Thanks for this comment. We have carefully considered using the term sustained virological negativity (SVN) because our patients had never experienced any HCV infection. We are aware that the term sustained virological response (SVR) is widely used to describe therapeutic response in HCV trials. However, our trial included chronic HCV infected patients that have experienced with the virus and can respond to a specific DAA treatment. As said, our patients in the present study never had HCV, so they cannot respond with a virological response.

  1. There are some abbreviations (e.g. ET) that are not defined.

Answer:

We completed the abbreviations on table 1: ET=EuroTransplant and ICB= Intracranial bleeding and in figure 3: RTx=Renal Transplantation in the manuscript.

  1. Were liver enzyme assessments captured at each follow-up times.

Answer:

Liver enzymes were regualry monitored. No elevation was detected in patients 1-6 during the follow-up time. Patient 7 showed a mild elevation (<2-fold) of ALAT and ASAT during admission hospital admission with sepsis.

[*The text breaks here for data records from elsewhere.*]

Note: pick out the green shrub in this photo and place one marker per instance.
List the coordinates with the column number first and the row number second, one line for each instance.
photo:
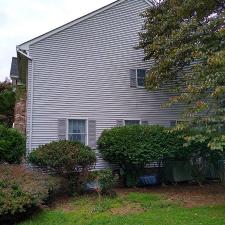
column 12, row 145
column 135, row 146
column 22, row 189
column 71, row 160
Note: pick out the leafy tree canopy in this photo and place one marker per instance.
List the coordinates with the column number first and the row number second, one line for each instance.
column 186, row 38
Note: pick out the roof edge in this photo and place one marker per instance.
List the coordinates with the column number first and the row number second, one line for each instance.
column 25, row 45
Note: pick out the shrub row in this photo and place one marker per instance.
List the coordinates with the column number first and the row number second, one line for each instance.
column 71, row 160
column 135, row 146
column 12, row 145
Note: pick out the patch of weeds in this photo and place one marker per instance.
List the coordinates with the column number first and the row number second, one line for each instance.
column 106, row 204
column 149, row 201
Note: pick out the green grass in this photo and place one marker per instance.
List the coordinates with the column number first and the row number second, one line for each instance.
column 151, row 210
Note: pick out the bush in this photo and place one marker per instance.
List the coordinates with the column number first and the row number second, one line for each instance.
column 135, row 146
column 12, row 145
column 22, row 189
column 71, row 160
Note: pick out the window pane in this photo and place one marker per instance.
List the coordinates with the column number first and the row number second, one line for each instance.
column 141, row 77
column 77, row 126
column 77, row 137
column 132, row 122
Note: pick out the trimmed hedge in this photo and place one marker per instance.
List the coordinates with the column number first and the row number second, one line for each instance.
column 69, row 159
column 139, row 145
column 12, row 145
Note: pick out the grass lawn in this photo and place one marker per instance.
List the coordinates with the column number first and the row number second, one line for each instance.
column 133, row 208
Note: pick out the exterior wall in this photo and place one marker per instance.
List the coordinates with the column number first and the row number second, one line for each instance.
column 20, row 116
column 83, row 72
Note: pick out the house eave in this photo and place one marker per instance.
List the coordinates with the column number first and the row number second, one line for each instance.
column 25, row 46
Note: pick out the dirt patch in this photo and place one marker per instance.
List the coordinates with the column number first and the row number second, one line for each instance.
column 189, row 195
column 134, row 208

  1. What was the induction and maintenance immunosuppression used in all patients.

Answer:

Thank you for this question.  Immunosuppression was given according to our center policy (induction therapy with basiliximab, maintenance with tacrolimus, mycophenolate and steroids). The information is provided in the Materials and Methods section.

Author Response File: Author Response.docx

Round 2

Reviewer 2 Report

Thank you for the edits made to your manuscript. All questions were adequately dealt with.